Trazodone Once a Day in Major Depression Disorder

Overview

The study objective is to evaluate the efficacy and safety of trazodone OAD vs venlafaxine extended release (venlafaxine XR) after an 8-week treatment period in patients with major depressive disorder.

Full Title of Study: “A Randomized, Double-blind Study Comparing the Efficacy and Safety of Trazodone OAD and Venlafaxine XR in the Treatment of Patients With Major Depressive Disorder.”

Study Type

  • Study Type: Interventional
  • Study Design
    • Allocation: Randomized
    • Intervention Model: Parallel Assignment
    • Primary Purpose: Treatment
    • Masking: Triple (Participant, Investigator, Outcomes Assessor)
  • Study Primary Completion Date: April 2014

Detailed Description

This randomized, venlafaxine-controlled, double-blind, parallel design study consists of a Pre-Treatment Phase (screening, wash-out) and a double-blind Treatment Phase (randomization to trazodone OAD or to venlafaxine XR, treatment for 8 weeks and tapering for 1 to 3 weeks). During the Pre-Treatment Phase, patients who sign an informed consent form will undergo initial screening. Potential candidates will be instructed to discontinue antidepressants or prohibited medications (wash-out) for a period specific to taper schedule (based on 5 elimination half-lives of the used medication). On the last day of the Pre-Treatment Phase, patients will be evaluated for the final eligibility, and those qualified will be randomly allocated in a 1:1 proportion to trazodone OAD 300 mg/day (1 week of tapering with trazodone OAD 150 mg/day) or to venlafaxine XR 75 mg/day once daily. After 3 and 5 weeks of treatment, subjects will be evaluated for the response. For non responding patients dose increases (in increments of 75 mg/day) will be done till to reach the maximum of 225 mg/day for venlafaxine XR and 450 mg/day for trazodone OAD. Patients non responding to treatment at the final visit will have their study medication tapered from 1 to 3 weeks, according to the maximum dose reached during the study. In order to prevent relapse of depression symptoms, responders at the final visit may continue the treatment. In this case, an unblinded third party Dispenser will open the treatment code and will prescribe the same medication taken by the patients during the trial, according to the formulation available on the market.

Interventions

  • Drug: Trazodone
  • Drug: Venlafaxine

Arms, Groups and Cohorts

  • Experimental: Trazodone
    • 300 mg/day for 8 weeks (including 1 week 150 mg/day of dose-titration). After 3 and 5 weeks of treatment, non responders will have dose increases (in increments of 75 mg/day) till to reach the maximum of 450 mg/day. Dosage form: capsule.
  • Active Comparator: Venlafaxine XR
    • 75 mg/die for 8 weeks. After 3 and 5 weeks of treatment, non responders will have dose increases (in increments of 75 mg/day) till to reach the maximum of 225 mg/day. Dosage form: capsule.

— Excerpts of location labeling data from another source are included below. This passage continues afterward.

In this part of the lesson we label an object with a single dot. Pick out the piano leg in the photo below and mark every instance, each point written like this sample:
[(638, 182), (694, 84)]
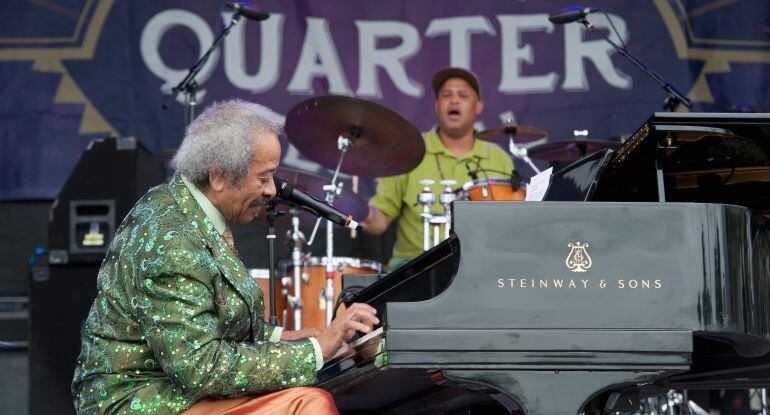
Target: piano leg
[(547, 392)]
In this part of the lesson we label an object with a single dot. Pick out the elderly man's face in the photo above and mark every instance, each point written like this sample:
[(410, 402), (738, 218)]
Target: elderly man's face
[(242, 201)]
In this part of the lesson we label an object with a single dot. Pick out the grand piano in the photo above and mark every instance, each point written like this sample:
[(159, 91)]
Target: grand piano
[(657, 278)]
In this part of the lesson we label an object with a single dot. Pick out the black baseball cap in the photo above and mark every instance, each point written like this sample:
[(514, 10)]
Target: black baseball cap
[(452, 72)]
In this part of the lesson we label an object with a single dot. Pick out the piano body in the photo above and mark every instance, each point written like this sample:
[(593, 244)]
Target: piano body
[(661, 281)]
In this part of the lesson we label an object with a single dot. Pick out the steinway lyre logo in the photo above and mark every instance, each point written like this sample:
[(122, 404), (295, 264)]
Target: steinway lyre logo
[(578, 259)]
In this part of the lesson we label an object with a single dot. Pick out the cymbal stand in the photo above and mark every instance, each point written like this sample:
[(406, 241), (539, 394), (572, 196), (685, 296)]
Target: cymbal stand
[(332, 190), (298, 239), (426, 198), (446, 200), (271, 215)]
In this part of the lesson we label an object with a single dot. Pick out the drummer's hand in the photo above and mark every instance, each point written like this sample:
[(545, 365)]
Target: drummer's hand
[(300, 334), (358, 317), (376, 223)]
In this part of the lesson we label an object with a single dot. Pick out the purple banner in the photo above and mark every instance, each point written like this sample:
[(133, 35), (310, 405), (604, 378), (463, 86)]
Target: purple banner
[(79, 69)]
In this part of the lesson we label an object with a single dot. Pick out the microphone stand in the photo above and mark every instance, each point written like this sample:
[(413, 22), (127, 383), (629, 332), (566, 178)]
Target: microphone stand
[(674, 97), (271, 215), (188, 84)]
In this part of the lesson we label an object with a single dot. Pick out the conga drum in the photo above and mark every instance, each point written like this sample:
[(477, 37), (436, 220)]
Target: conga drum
[(314, 285), (491, 189)]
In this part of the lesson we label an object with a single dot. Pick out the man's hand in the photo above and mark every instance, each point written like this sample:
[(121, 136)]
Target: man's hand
[(358, 317), (376, 223), (300, 334)]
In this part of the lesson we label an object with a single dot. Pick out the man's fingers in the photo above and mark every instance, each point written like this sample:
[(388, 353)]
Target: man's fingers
[(357, 326), (363, 306)]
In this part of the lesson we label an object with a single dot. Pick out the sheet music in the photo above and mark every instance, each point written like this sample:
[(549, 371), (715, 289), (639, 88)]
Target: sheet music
[(538, 185)]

Clinical Trial Outcome Measures

Primary Measures

  • Hamilton Depression Rating Scale (HAMD) score
    • Time Frame: Day 56
    • Mean change from baseline (Day 0) in HAMD score at Day 56.

Secondary Measures

  • Montgomery-Asberg Depression Rating Scale (MADRS) score
    • Time Frame: Day 56
    • Mean change from baseline (Day 0) in MADRS score at Day 56.
  • Clinical Global Impression (CGI) Severity of Illness score
    • Time Frame: Day 56
    • CGI-Severity of Illness improvement at Day 56.
  • Clinical Global Impression (CGI) Global improvement score
    • Time Frame: Day 56
    • CGI-Global improvement at Day 56.
  • Percentage of responders
    • Time Frame: Day 56
    • Rate of patients with a 50% decrease with respect to baseline on the HAMD score at Day 56.
  • Percentage of patients with remission
    • Time Frame: Day 56
    • Rate of patients with a HAMD score <or= at Day 56.
  • Safety profile of trazodone OAD compared to venlafaxine XR
    • Time Frame: 11 weeks
    • Safety and tolerability will be assessed through adverse events monitoring, physical examinations and monitoring of vital signs, body weight, clinical laboratory tests, ECG.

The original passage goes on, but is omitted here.